One of the ancient hymns for the Holy Saturday has the words:

To earth the Master came down to save Adam,
and not finding him on earth,
He descended into the realm of the dead seeking him there.
Adam was afraid when God walked in Paradise.
But now he rejoices when God descends into Hades.
Then he fell, but now he is raised up.

This is the image on the icon of the Resurrection, depicting the harrowing of hell. Our Lord stands on the broken gates of Hades, grasping Adam and Eve by the hands, surrounded by the Old Testament Saints.

He now holds the keys of death and hell. The price of sin which He has paid is death itself. He has entered into its shadowy reality and made the way through it for all of us. Trampling down death by death, and on those in the tombs bestowing life. A change has been wrought in the very fabric of existence, which is why this Feast is the center of the Christian year, the queen of feasts.

Those in Christ, who enter mystically into His death in holy Baptism, also enter mystically into His Resurrection.

In his sonnet “The Resurrection”, the great poet and preacher, John Donne uses an alchemical image to describe the new mode of being into which Jesus entered through the resurrection from the dead, and which is now available to us through our incorporation and participation in Him:
“He was all gold when he lay down, but rose / All tincture.”

One object of alchemy was to discover the tincture which would turn baser metals into gold. Bur it also had a spiritual aspect – to turn the baser metal of the soul into an enlightened and superior substance, as it were. The Risen Christ, in this image, has become this true tincture, turning the lives He enters into “gold”.

For us, Baptism and Chrismation are not mere outward expressions of one’s conversion, but spiritual transactions. The Great High Priest, the celebrant of all the Mysteries of the Church, effects a transformation of the soul, which, of course, must be entered into with repentance and faith. And it must be entered into daily, rather than once for all at some catalogued moment of conversion. This spiritual transaction is a primary act of faith. We enter into the Resurrection of Christ, not as some sort of emotional, or symbolic action, but in the depths of our souls.

We are new creatures who bear the Resurrection of Christ in our very bones by the Spirit of God that we may manifest the Risen life of Christ. A new life is at work in us now. We may ignore it, or we may embrace it, as we will, but we cannot deny it. And it has forever changed the way we experience death, if we enter by faith into the mysteries of baptism, chrismation and Eucharist.

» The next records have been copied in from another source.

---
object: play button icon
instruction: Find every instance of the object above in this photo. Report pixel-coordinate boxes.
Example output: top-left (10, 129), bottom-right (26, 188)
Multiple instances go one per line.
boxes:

The Resurrection transforms us as it transforms time, and marks Sunday, the Lord’s day and especially this Lord’s Day of the Resurrection as both the 8th day of the in-breaking of eternity into time, and the 1st day of the new creation, which awaits its own complete manifestation in the fulness of time.

This is our new reality, the power of the Resurrection, preparing us for entry into the life of the age to come. Incorporating us into the Body of the One Who has died and risen again, Whose tree has become the Tree of Life for all who will partake of its fruit.

As St. Paul writes to the Romans:

“If the Spirit of him who raised Jesus from the dead dwells in you, he who raised Christ Jesus from the dead will give life to your mortal bodies also through his Spirit which dwells in you.”